ALL ABOUT GRACIOUSNESS
In Japanese culture, a “gracious society” is not a campaign tagline. Graciousness, according to the Japanese, is essential to being human.
Just look at this widely used definition of discipline (shitsuke) from a Japanese folklore dictionary: “Putting into the body of a child, the art of living and good manners, in order to create one grown-up person”.
So, one is not complete in one’s development until good manners are in place.
It is no wonder that Japanese parents and pre-schools work hard at nurturing toddlers, who will become gracious members of society. And integral to graciousness is a respect for public spaces.
“The early introduction of ‘manners’ (includes) teaching children respect for public spaces. This plays a major role in how Japanese kids behave,” said my friend’s Japanese wife.
Keiko cited an example of how Japanese parents would remove their child’s shoes if they stood on the seats in subway trains. This is done out of consideration for the next user, she said.
In kindergartens, etiquette is an object of overriding concern in the training of young children. Says Keiko: “Teachings, both in school and at home, are consistent, and are constantly instilled in the child.”
This reminds me of my experience with a Japanese teacher. When my son was 10 months old, we joined one of those Japanese right-brain training programmes. Those were the days when the instructors came from Japan.
Whenever a baby fussed, she would advise the caregiver to step aside with the child and try to calm him or her down. If that did not work, she would tell the person to exit the classroom and return only when the child was ready. This was so as to not disrupt the rest of the class.
That may seem like common sense, but to a first-time mum like me back then, it was quite an education. Clearly, there are times when parents need to be “socialised” along with the child.
IT DOES TAKES A VILLAGE
Being in Japan, however briefly, has underscored the old adage that “it takes a village to raise a child”. There has to be an acceptance of certain values at the societal level, if we wish for our kids to become gracious adults.
Overheard in the train on my recent trip: “We Japanese do not like people talking on the phone in the subway. It is impolite to others.”
An American woman had asked a Japanese commuter why there were signs exhorting people not to talk on their mobile phones.
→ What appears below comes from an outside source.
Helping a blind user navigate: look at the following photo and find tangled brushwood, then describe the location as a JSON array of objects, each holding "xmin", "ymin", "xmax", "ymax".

And haven’t we all encountered that nasty handphone user in a crowded train? Or in a lift, for that matter.
According to Demographia World Urban Areas, which provides annual estimates of urban population density, Singapore ranked 198th, while Tokyo came in at 654th in 2016. Yes, it seems we have the dubious honor of beating Tokyo in population density. Thus, ensuring graciousness and thoughtfulness in public spaces is not just good to have. It is essential to our collective sanity.
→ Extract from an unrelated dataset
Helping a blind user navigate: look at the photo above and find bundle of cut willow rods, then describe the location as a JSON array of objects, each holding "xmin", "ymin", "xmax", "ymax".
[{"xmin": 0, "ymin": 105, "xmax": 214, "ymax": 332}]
From January, students in Singapore — from primary schools all the way to junior colleges — have to spend some time cleaning their classrooms and public spaces. Should the little ones in preschool join the “movement” too? How about bringing back Singa, the courtesy lion, just for them?
And what of families that have domestic help? How can we reinforce the same values at home, when Aunty is always ready to clean up the mess for the child?
I am still searching for answers within my own household.
Meanwhile, in the diner far away from home, my six-year-old monkey had been on the floor rummaging around her feet. She found what she was looking for — a piece of fried chicken in her shoe.
She threw her head back and laughed uproariously — much to the chagrin of our Japanese neighbours, no doubt.